É a isso que chamamos de “insônia” e “sonho”. Alguém pode muito bem assumir como prerrogativa o pleno esclarecimento, a saída do espetáculo, a saída do sonho ideológico; mas isso não é mais que o aprofundamento da insônia, um corpo que já não pode rir, um estado de negação absoluta que se tornou ascese contínua e perseverante. A grande questão é se esse esforço é suficiente para pôr em questão a predominância da besteira naquilo que consumimos por espontaneidade e gozo ou passividade insociável como cultura. Não tenho a escolha de não ouvir “sertanejo universitário”, “MPB” ou “Funk”, gostando de “Heavy Metal”. Não importa o que eu goste ou não, o Youtube, o Facebook, o meu vizinho, o colega de trabalho me fará saber da existência de, ao menos, um fragmento do que está no topo das “paradas de sucesso”. Como dizia Kant (2012), a universalidade do “gosto” se define pela sua comunicabilidade que parte de um sujeito que pressupõe assentimento, esse que pode ser mais suscetível de ocorrer diante da natureza, do que da arte. É mais difícil, aparentemente, universalizar um gênero musical, quanto menos popular ele seja – seu apreciador se torna um “outsider”, embora o “outsider” seja também assimilado ao mercado. É vã a tentativa de enunciar um “gosto universal” distinto das massas, no gosto privado permanecerá um “outro incômodo” enquanto recusarmos a pensar a besteira inerente ao nosso sentido mesmo de “gosto”, como algo intrínseco as nossas próprias distinções de gosto. Pensá-la, como queria Deleuze (2006), como um “problema transcendental”.

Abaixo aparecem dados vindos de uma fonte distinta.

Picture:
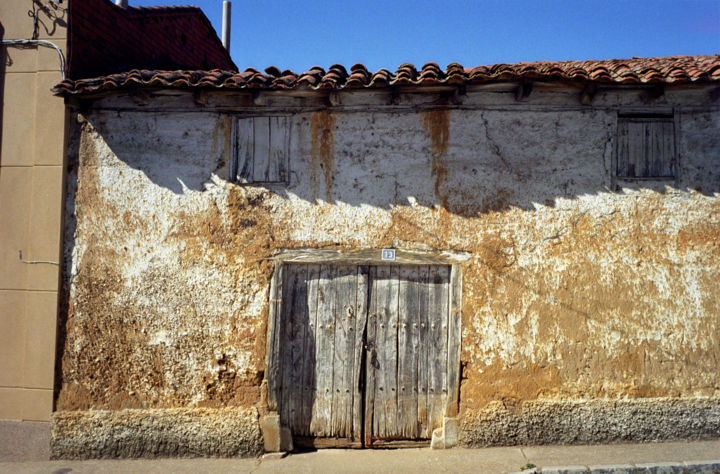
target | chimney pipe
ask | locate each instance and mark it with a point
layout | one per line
(226, 24)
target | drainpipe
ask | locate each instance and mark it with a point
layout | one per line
(226, 24)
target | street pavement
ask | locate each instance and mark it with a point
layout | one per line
(670, 457)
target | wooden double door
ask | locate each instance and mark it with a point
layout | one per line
(361, 353)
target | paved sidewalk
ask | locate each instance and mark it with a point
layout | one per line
(485, 460)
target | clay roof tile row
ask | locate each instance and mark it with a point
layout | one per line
(662, 70)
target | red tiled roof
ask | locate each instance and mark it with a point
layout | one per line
(106, 39)
(663, 70)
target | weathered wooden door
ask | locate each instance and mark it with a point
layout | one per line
(407, 343)
(362, 352)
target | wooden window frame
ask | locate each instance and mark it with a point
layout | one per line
(239, 143)
(650, 115)
(368, 257)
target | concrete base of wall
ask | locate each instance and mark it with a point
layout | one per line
(24, 441)
(591, 422)
(174, 432)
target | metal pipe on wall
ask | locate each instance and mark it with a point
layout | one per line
(226, 24)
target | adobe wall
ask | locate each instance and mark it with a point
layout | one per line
(590, 311)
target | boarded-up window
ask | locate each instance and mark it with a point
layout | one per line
(261, 149)
(646, 146)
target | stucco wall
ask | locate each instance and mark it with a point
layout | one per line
(32, 150)
(576, 289)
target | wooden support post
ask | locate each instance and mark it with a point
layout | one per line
(523, 91)
(588, 93)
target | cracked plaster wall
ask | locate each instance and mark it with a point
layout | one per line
(575, 290)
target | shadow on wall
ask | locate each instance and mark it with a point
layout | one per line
(490, 161)
(4, 58)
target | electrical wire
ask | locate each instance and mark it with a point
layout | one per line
(47, 44)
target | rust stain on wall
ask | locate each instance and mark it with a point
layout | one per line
(323, 150)
(437, 124)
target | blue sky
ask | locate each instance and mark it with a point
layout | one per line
(295, 35)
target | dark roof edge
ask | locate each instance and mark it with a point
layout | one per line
(670, 70)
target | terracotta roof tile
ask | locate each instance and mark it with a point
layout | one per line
(669, 70)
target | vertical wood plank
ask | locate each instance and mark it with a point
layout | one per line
(261, 141)
(622, 148)
(279, 135)
(420, 334)
(454, 342)
(290, 275)
(668, 147)
(244, 150)
(635, 148)
(273, 337)
(345, 284)
(407, 353)
(308, 380)
(438, 301)
(298, 347)
(386, 395)
(371, 358)
(325, 352)
(361, 309)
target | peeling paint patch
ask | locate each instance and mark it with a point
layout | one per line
(323, 150)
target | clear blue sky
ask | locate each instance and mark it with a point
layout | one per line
(295, 35)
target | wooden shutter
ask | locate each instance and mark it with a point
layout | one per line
(646, 147)
(262, 146)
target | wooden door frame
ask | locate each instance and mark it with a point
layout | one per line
(367, 257)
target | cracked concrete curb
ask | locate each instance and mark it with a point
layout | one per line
(687, 467)
(152, 433)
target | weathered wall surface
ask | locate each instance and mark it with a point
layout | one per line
(575, 290)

O problema é que vemos a besteira desde “fora”. O “besta” é o que nada sabe dos progressos da razão, ele parece “tosco”, “jocoso”, “belicoso”, “sensualista”. Queremos levá-lo a um senso comum que “nós” os “esclarecidos” pressupomos que todo mundo há de ter, se tem “bom senso” mínimo. Moralização do conhecer que faz do aprender uma adesão a língua oficial do Estado, da Igreja, dos valores estabelecidos. A “besteira” não é um algo de “fora da cultura”, se é o seu “fora” é porque é indissociável da sistematização das partilhas de espectadores que constroem na miséria e na dor, na alegria e no gozo a aventura humana. A besteira é inumana, mas nós a humanizamos e desumanizamos com igual violência. Os populismos de direita são tão “bestas” quanto os de esquerda, não é a posição ideológica aquilo que qualifica a besteira em seu sentido afirmativo, mas a disponibilidade de um corpo para o aprendizado. As apostas ideológicas são paixões que tentam, por vezes, se tornar esclarecidas, universalizar o seu verdadeiro. Longe de superar a besteira, facilmente fazem dela um “modo de vida”. Há besteira até mesmo na pretensão de estar acima de uma “besta de carga”, assim como na presunção de “superioridade moral” de uma visão política – é sobretudo aí que a besteira é intensificada no seu sentido negativo.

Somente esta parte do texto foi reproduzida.